Why? Reality TV’s narrative is appealingly indeterminate. Our audience doesn’t want dialogue, actors or directors - they want their drama unmediated and messy. Not messy as in unstructured - more on that in a minute - but as in unpredictable. It’s kind of like watching a great sporting event. Contingency creates the frisson of not knowing, and that’s gold.
To call Reality TV the opiate of the fly-by states is to severely misjudge it. That attitude is reductive and ignorant; it’s Trumpian thinking (The Bachelor’s number one market is New York, by the way.) The format is already 25 years old, and like all maturing art forms, it has sprouted specific subgenres: Harridans in Revolt (The Real Housewives of wherever); Artisanal Smackdown ( Top Chef, Project Runway), Schadenfreude (The Biggest Loser, Teen Mom ) and so on. With an established reality TV show like The Bachelor, certain leitmotifs materialize over time. It’s akin to working in genre fiction. There are things viewers expect to see; the rose ceremony, the fantasy suite, and the 2 on 1 date are as essential to Bachelor fans as the zanni and innamorati are to Commedia dell'arte. The challenge lies in keeping things lively within the format. It’s not easy; you don't just point cameras at train wrecks with Adderall issues. Because it’s unscripted, Reality TV is an act of improvisation – the Ornette Coleman kind. For those who think the inverse is true, and that it’s pre-meditated and ‘soft scripted’, I would say: you’re giving us far too much credit.
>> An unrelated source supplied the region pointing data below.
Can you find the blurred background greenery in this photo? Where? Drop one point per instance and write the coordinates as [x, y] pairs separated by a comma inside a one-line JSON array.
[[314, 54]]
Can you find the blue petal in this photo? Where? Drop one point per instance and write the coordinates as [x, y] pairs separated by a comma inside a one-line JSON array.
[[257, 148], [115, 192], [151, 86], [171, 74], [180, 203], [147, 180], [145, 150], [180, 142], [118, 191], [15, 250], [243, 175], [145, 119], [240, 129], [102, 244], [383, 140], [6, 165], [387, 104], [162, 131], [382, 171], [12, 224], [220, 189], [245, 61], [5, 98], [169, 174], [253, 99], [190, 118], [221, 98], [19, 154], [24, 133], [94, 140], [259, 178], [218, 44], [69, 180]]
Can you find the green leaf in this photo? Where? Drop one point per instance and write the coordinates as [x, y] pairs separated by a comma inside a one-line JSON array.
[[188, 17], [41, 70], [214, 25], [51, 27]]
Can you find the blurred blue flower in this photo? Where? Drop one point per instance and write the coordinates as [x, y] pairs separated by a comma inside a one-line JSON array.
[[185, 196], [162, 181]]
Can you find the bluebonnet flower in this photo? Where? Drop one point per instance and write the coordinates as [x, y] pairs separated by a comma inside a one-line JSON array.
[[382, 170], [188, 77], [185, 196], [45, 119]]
As to the ontological debate about what constitutes “reality” on Reality TV, I will say that it’s all too real. Of course cast members know they are being filmed, but it’s astonishing how unfettered on-camera behavior can be when real feelings are at stake. After all, The MOST SHOCKING MOMENT IN BACHELOR HISTORY occurred in 2008 when Bachelor Jason Mesnick, after asking erstwhile Dallas Cowboys cheerleader Melissa Rycroft to marry him, pulled a fast one after the season had been shot and wound up rejecting Melissa for Molly Malaney on the post-show After The Final Rose special in front of millions of delightedly confused viewers. (It was our version of the LaLa Land-Moonlight Oscars mix up.) We were blindsided by it, but it turned out to be a highwater mark for the show, and it was real, folks: no one without a SAG card has acting chops that sharp.
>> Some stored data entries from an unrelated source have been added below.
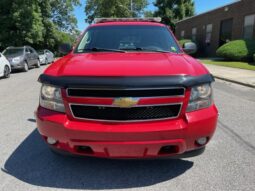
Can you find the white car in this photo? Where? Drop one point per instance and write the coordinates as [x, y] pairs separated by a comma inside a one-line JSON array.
[[45, 56], [5, 67]]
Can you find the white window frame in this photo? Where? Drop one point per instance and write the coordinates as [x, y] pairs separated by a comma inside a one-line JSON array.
[[208, 34], [182, 33], [194, 33]]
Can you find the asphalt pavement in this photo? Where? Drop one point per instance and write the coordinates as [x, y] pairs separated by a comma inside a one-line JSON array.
[[26, 163]]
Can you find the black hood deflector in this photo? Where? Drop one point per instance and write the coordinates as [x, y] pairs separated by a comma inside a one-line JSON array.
[[126, 82]]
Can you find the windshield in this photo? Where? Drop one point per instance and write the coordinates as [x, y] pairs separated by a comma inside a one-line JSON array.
[[128, 38], [11, 51]]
The truth is, Reality TV was a tremendous uptick for me - it continues to be the best and steadiest money I’ve ever made. It’s also the most fun I’ve ever had with a paycheck attached. Trump might only have a few more years left, but Reality TV is an irrefutable fact of life and it’s not going away. And one other thing: I know you’re a closet Bachelor fan. Don’t worry, you’re secret is safe with me.